Ma la strada potrebbe essere ancora lunga e se politicamente i numeri perché la maggioranza approvi le riforme ci sono, rimane la «resistenza» (il termine che unisce tutti i manifestanti rumeni è «rezistam», cioè «resistiamo») della piazza sostenuta anche da personalità di spicco come l’ex premier tecnocrate Dacian Ciolos e dagli stessi giudici e magistrati che lunedì sono scesi anch’essi in strada per esprimere il loro disappunto.

MENTRE L’OPPOSIZIONE, in particolare quella dell’Usr (Unione Salvate la Romania) cercherà in tutti i modi leciti di fermare l’approvazione delle leggi: «Se non riusciremo a bloccare la votazione al Senato – ha dichiarato in una nota il presidente Usr, il deputato Dan Barna – ci appelleremo nei prossimi giorni direttamente alla corte costituzionale per contestare tutte le iniziative volte a favorire l’integrità giuridica di Dragnea e dei suoi baroni».

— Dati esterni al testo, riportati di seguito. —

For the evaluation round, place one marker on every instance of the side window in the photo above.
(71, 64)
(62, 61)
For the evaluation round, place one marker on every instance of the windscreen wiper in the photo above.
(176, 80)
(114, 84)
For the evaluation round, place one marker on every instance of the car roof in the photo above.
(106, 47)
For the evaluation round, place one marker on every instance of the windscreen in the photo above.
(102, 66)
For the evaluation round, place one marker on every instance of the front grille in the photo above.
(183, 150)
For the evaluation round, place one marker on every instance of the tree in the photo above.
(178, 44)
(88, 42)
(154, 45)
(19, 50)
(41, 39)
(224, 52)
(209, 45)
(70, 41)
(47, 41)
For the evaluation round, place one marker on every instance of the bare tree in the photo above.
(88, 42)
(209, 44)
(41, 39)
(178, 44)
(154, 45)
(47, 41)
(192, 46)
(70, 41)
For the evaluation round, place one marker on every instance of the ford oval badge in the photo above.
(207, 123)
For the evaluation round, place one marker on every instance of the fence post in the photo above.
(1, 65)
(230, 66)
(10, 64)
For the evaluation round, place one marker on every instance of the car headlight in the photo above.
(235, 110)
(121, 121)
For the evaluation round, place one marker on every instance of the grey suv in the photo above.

LA SFIDA PER IL GOVERNO non viene però solo dalla piazza. La spregiudicata politica finanziaria, così come definita qualche tempo fa dal presidente della repubblica, Klaus Iohannis, del governo socialdemocratico, ha costretto l’esecutivo a preparare un piano per il prestito di 8 miliardi di euro in due anni per coprire il deficit di bilancio arrivato al limite massimo consentito dall’Unione europea e per far fronte ad alcuni debiti esteri.
Una mossa forzata che potrebbe creare gravissime difficoltà finanziarie ad un paese ancora «in lutto» per la morte di Re Mihai I, l’ultimo ex monarca rumeno di cui proprio domenica si sono celebrati i funerali.